I really enjoyed reading Black Dog of Fate. I liked how it was the story of a man retracing his roots and excavating the remains of a lost culture and generation. The fact that this book about Armenian genocide was written by a man who had the quintessential American childhood in the suburbs helped me to relate to and connect with Balakian, which made his journey into his family's dark and hidden past even more compelling. As a reader, I felt like I was with Balakian each step of the way as he slowly unlocked the doors to his family's past, Armenia's tragic history and the world's shameful cover-up of a World War I genocide.
Since Balakian allowed readers into his innermost thoughts and doubts throughout his childhood into his early adulthood, I found myself better able to understand the complexity of his confusion with regard to cultural identity. There are many layers and dimensions, but I found it easiest to break his confusion down into two levels. On the first level, Balakian had his grandmother, who served as his first link to his Armenian heritage. Because his parents rarely ever talked about "the homeland"and because he was never taught anything about Armenia in school, Balakian's only connection to this far off land and culture was his grandmother. His grandmother was Armenia to him. She was the one who taught him the word "eench," which, in his mind, embodied the various conflicting feelings and emotions inherent in Armenia's history of persecution and suffering. So, when his grandmother died, he lost his only sense of the intangible "Armenia." On a second level, he was taught by his parents to identify himself first and foremost as an American, not an Armenian American. His parents fought so hard to assimilate into American culture and to shield him and his siblings from Armenia's brutal and bloody past that Balakian found himself yearning to be Jewish as a kid, so he could both fit in with the children from his first neighborhood and be part of a wider subculture, an opportunity he felt he was denied. Without these windows into Balakian's mind and development, I wouldn't have been able to truly understand just how eye opening it was for him on a personal level to learn about Armenian history.

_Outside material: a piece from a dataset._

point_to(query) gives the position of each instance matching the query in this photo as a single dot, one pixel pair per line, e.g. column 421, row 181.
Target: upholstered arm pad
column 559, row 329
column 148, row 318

Finally, what moved me the most and stayed with me long after I finished the book a few nights ago was the revelation that Armenians are not allowed to publicly commemorate the men, women and children who perished in World War I's version of Auschwitz. Before reading this book, I couldn't have fathomed a valued American and NATO ally being able to keep a genocide, one so horrific that it inspired Hitler, a secret for almost a hundred years. Now I know that Turkey has been able to keep its annihilation of Armenians a secret by leveraging its influence over the U.S., the most powerful country in the world. In other words, Turkey has spent decades hushing up and denying the atrocities it committed against Armenians and, by not demanding that Turkey own up to its past and make reparations, the United States has helped to spread the lie. As disgusting as it is that Turkey still refuses to admit to such a horrible crime, the most heartbreaking thing is that people of Armenian ancestry have no means of laying the dead to rest and grieving properly. According to Balakian, the ability to publicly commemorate the victims of the Armenian genocide is essential to healing because "the burden of bereavement can be alleviated if shared and witnessed by a larger community" (291). Until the Armenians' grief is legitimized by global recognition, Armenians will forever be haunted by
the atrocities committed against them during World War I.